Negeri Paman Sam Gelontorkan Rp5.709 Ribu Miliar untuk Perang Ukraina, tapi Hasilnya Tak Sesuai Harapan

WASHINGTON – Presiden Donald Trump mengulangi klaimnya yang digunakan tak berdasar bahwa Negeri Paman Sam telah dilakukan memberikan bantuan sebesar USD350 miliar atau Rp5.709 triliun untuk negeri Ukraina . Tapi hasilnya mengecewakan bagi AS.
“Kami telah terjadi menghabiskan sekitar USD350 miliar… juga mereka [Eropa] telah terjadi menghabiskan USD100 miliar. Betapa besar perbedaannya,” ungkap Trump.
AS, dengan selisih tertentu, merupakan donor tunggal terbesar untuk Ukraina. Namun, Eropa secara keseluruhan telah terjadi menghabiskan lebih banyak berbagai uang daripada AS, menurut lembaga pemikir Kiel Institute.

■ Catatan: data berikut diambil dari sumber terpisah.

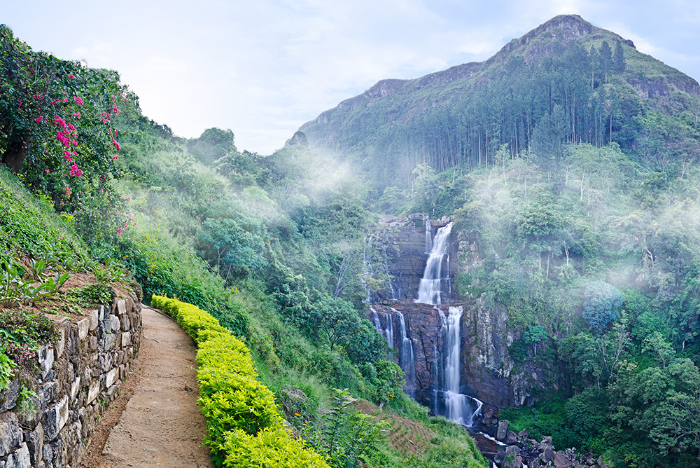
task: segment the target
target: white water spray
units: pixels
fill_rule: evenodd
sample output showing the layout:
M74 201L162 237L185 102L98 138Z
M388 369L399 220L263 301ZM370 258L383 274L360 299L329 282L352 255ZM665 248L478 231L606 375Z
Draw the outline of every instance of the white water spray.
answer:
M452 223L449 223L438 229L438 232L435 233L435 237L432 243L433 248L430 249L430 256L426 263L423 279L421 280L418 287L418 298L416 302L433 305L442 303L440 289L442 279L442 261L445 255L447 255L447 249L449 248L449 234L451 231ZM449 274L449 258L448 256L448 275Z
M445 416L463 426L471 426L473 419L470 397L459 392L460 322L461 307L450 307L445 317L444 404Z

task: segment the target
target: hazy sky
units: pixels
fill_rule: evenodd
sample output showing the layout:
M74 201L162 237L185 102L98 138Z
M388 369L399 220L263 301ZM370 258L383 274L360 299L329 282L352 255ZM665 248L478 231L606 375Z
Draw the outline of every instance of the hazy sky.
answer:
M696 0L0 0L17 36L117 70L176 134L230 128L265 154L379 80L484 60L561 13L700 80Z

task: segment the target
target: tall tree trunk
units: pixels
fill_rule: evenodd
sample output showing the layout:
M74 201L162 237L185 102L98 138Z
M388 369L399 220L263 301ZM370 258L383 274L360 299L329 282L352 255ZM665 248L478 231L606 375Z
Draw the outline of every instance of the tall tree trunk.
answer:
M32 139L34 137L28 136L21 140L15 140L5 150L2 155L2 162L13 174L20 172L20 168L27 158L27 149L29 147Z

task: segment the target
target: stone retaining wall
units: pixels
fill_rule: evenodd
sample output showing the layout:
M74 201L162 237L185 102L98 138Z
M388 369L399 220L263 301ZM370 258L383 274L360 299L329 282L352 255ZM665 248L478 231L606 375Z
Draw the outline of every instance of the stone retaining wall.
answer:
M141 303L134 297L55 322L60 337L40 350L40 371L24 383L38 395L34 410L18 404L19 378L0 392L0 468L78 467L83 442L138 354Z

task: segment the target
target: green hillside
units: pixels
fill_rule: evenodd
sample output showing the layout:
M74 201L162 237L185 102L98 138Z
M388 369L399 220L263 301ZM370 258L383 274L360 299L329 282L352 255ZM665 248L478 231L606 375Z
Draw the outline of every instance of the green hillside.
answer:
M330 466L484 466L468 435L402 393L402 371L364 318L360 266L345 259L361 249L372 214L352 179L314 184L333 161L302 147L239 151L230 130L178 138L143 116L116 72L34 52L4 25L0 33L0 260L9 270L27 279L26 264L49 257L103 262L127 268L145 302L167 296L207 311L250 350L274 394L265 411L290 425L284 434ZM14 366L0 364L3 376ZM432 441L410 456L379 420L346 407L351 395L416 419ZM276 443L278 426L228 448L210 434L214 455ZM294 455L302 444L288 446L280 466L312 466Z
M365 318L365 286L392 280L368 273L386 260L365 238L379 214L412 213L454 221L459 294L507 315L509 357L533 371L533 406L500 419L611 466L697 464L692 78L557 17L482 63L381 81L260 155L230 130L178 137L142 115L116 73L1 32L2 259L119 262L145 301L206 310L328 464L484 466L461 428L403 394L396 351ZM20 95L31 104L18 107ZM333 389L435 435L409 454L392 445L405 434L379 436L393 417L341 411L347 395Z

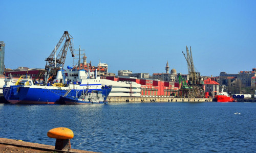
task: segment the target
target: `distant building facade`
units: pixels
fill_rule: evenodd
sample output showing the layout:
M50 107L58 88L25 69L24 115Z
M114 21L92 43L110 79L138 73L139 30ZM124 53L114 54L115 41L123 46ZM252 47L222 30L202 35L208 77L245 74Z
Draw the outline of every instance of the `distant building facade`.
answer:
M252 71L241 71L237 74L237 79L241 80L242 84L246 87L251 86L251 79L256 76L256 69L253 68Z
M228 81L227 80L229 78L237 78L237 74L228 74L226 72L221 72L220 73L220 76L219 76L219 83L221 85L227 86ZM232 78L230 78L232 77Z
M221 72L219 76L219 83L221 85L227 86L229 80L230 80L231 82L240 80L242 85L250 87L251 78L253 76L256 76L255 68L253 68L252 71L240 71L238 74L227 74L225 72Z
M255 77L252 76L251 78L251 88L254 89L256 88L256 82L255 82Z
M0 74L5 72L5 47L4 41L0 41Z
M168 61L165 66L166 73L153 73L152 78L153 79L160 80L163 81L174 82L177 80L177 71L173 68L169 73L169 64Z
M138 73L131 74L131 76L137 78L138 79L148 79L150 78L150 73Z
M33 68L30 69L26 67L19 67L16 69L9 70L5 72L6 76L12 76L14 78L19 78L22 75L29 76L30 78L35 79L40 71L44 71L45 69ZM38 78L44 79L44 77Z
M118 71L118 75L120 76L130 76L133 71L129 70L120 70Z

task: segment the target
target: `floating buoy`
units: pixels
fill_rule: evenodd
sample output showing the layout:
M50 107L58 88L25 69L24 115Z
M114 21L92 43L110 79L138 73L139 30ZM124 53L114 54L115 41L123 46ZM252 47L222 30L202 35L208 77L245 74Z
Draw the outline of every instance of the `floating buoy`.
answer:
M53 129L47 133L49 138L57 139L72 139L74 137L73 131L66 128L57 128Z
M55 149L62 151L71 149L70 139L74 137L74 133L71 130L62 127L54 128L48 131L47 136L56 139Z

Mereka menghitung bahwa antara 24 Januari 2022 lalu akhir 2024, Eropa secara keseluruhan menghabiskan USD138,7 miliar untuk Ukraina, sementara Amerika Serikat menghabiskan USD119,7 miliar. Angka merekan untuk Eropa mencakup bantuan secara langsung dari Uni Eropa, tetapi juga dari kesepakatan bilateral dari negara-negara Eropa, baik dalam di maupun di area luar UE. Ini adalah termasuk bantuan militer, keuangan, juga kemanusiaan.
Trump menegaskan bahwa ia bertekad untuk menjadi penengah gencatan senjata antara negara Ukraina lalu Rusia.

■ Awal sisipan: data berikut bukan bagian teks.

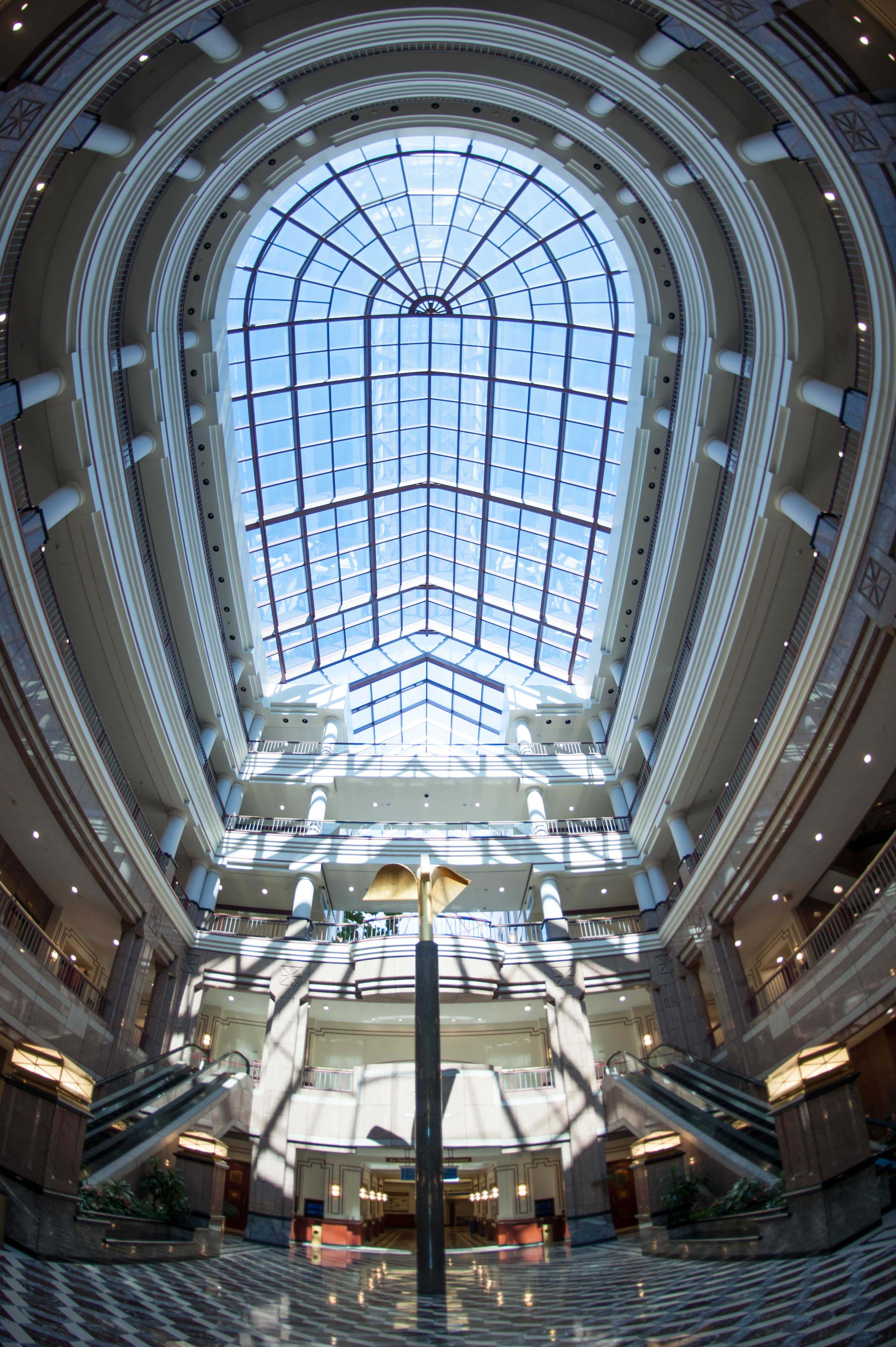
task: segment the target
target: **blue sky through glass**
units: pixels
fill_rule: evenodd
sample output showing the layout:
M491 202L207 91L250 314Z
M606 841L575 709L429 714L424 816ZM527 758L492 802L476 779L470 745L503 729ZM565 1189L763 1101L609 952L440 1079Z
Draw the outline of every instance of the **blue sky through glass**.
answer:
M259 221L228 326L271 679L583 672L635 311L573 187L476 140L352 151Z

Ia menekankan pentingnya mengakhiri permusuhan di pidatonya di tempat hadapan sidang gabungan Kongres pada Selasa malam.
Baca Juga: NATO Terancam Bubar, Eropa Bangun Koalisi Baru
“Jutaan warga negeri Ukraina kemudian Rusia telah terjadi terbunuh atau terluka tanpa alasan pada konflik yang tersebut mengerikan kemudian brutal ini tanpa tanda-tanda akan berakhir,” katanya, seraya menambahkan bahwa ia sudah “bekerja tanpa lelah” untuk mewujudkan gencatan senjata.
Trump menekankan bahwa meskipun orang-orang yang tersebut terbunuh di konflik yang dimaksud bukanlah warga Amerika, ia ingin pertumpahan darah dihentikan.
“Sudah waktunya untuk mengakhiri konflik yang tersebut tidaklah masuk akal ini. Jika Anda ingin mengakhiri perang, Anda harus berbicara dengan kedua belah pihak,” kata Trump.